Key moments
- DNO has finalized the purchase of 100% of Sval Energi from HitecVision, with a $450 million cash transaction for the company’s shares.
- The Oslo-listed DNO experienced a 7.8% increase in its share value by 9:14 GMT, significantly exceeding the broader European oil and gas index’s 0.1% decline.
- This acquisition is set to quadruple DNO’s North Sea production, elevating it to approximately 80,000 barrels of oil equivalent per day.
Deal to Quadruple DNO’s North Sea Output to 80,000 BOEPD
DNO, a Norwegian oil and gas company, has strategically acquired Sval Energi from the private equity firm HitecVision, marking a significant consolidation within the North Sea oil and gas sector. The transaction, valued at $1.6 billion, includes a $450 million cash payment for all of Sval Energi’s shares, alongside the assumption of its existing debt. The acquisition signifies DNO’s renewed focus on its North Sea operations, marking a return to its roots after decades of activity in the Middle East.
The company’s shares saw a substantial rise as a result as they climbed 7.8% in early trading, demonstrating strong investor confidence in the acquisition. This increase notably outperformed the wider European oil and gas index, which experienced a slight decline of 0.1%. The deal is projected to significantly enhance DNO’s production capabilities.
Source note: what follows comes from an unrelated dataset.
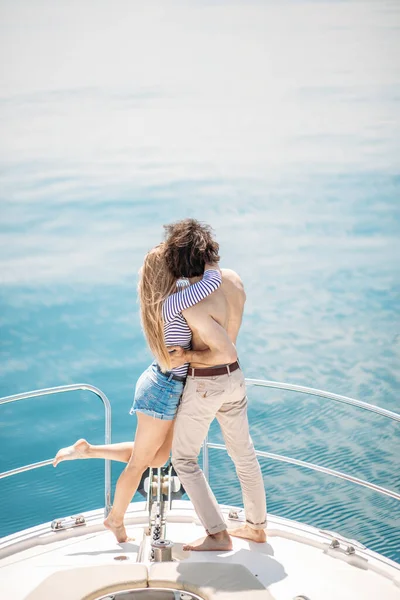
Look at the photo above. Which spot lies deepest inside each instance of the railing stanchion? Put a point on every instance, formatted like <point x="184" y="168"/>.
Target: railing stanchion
<point x="107" y="433"/>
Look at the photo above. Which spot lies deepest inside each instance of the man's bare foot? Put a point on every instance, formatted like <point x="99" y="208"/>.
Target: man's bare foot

Specifically, North Sea production will increase to roughly 80,000 barrels of oil equivalent per day (boepd). DNO’s total output is projected to reach approximately 140,000 boepd based on 2024 projections.
DNO’s existing production primarily originates from two operated fields in the Kurdistan region of Iraq. The company has faced challenges in this region due to a legal dispute related to the shutdown of an export pipeline to Turkey in 2022, forcing them to sell oil at discounted prices. Discussions between the Iraqi federal government, the Kurdistan Regional Government (KRG), and international oil companies are ongoing to potentially resume pipeline exports.
Sval Energi’s portfolio includes stakes in 16 producing fields offshore Norway, notably the ConocoPhillips-operated Ekofisk and the Equinor-operated Martin Linge. Sval’s net total production for 2024 was estimated at 64,100 boepd last year, with an even split between liquids and gas. The acquisition of these assets is expected to complement DNO’s existing North Sea portfolio, providing increased scale and diversification.
While the acquisition promises to boost DNO’s cash flow, it is also expected to increase the company’s leverage. The company’s exposure to the Kurdish region adds an element of uncertainty. Analysts have suggested that a spin-off could be a potential strategy to mitigate this risk.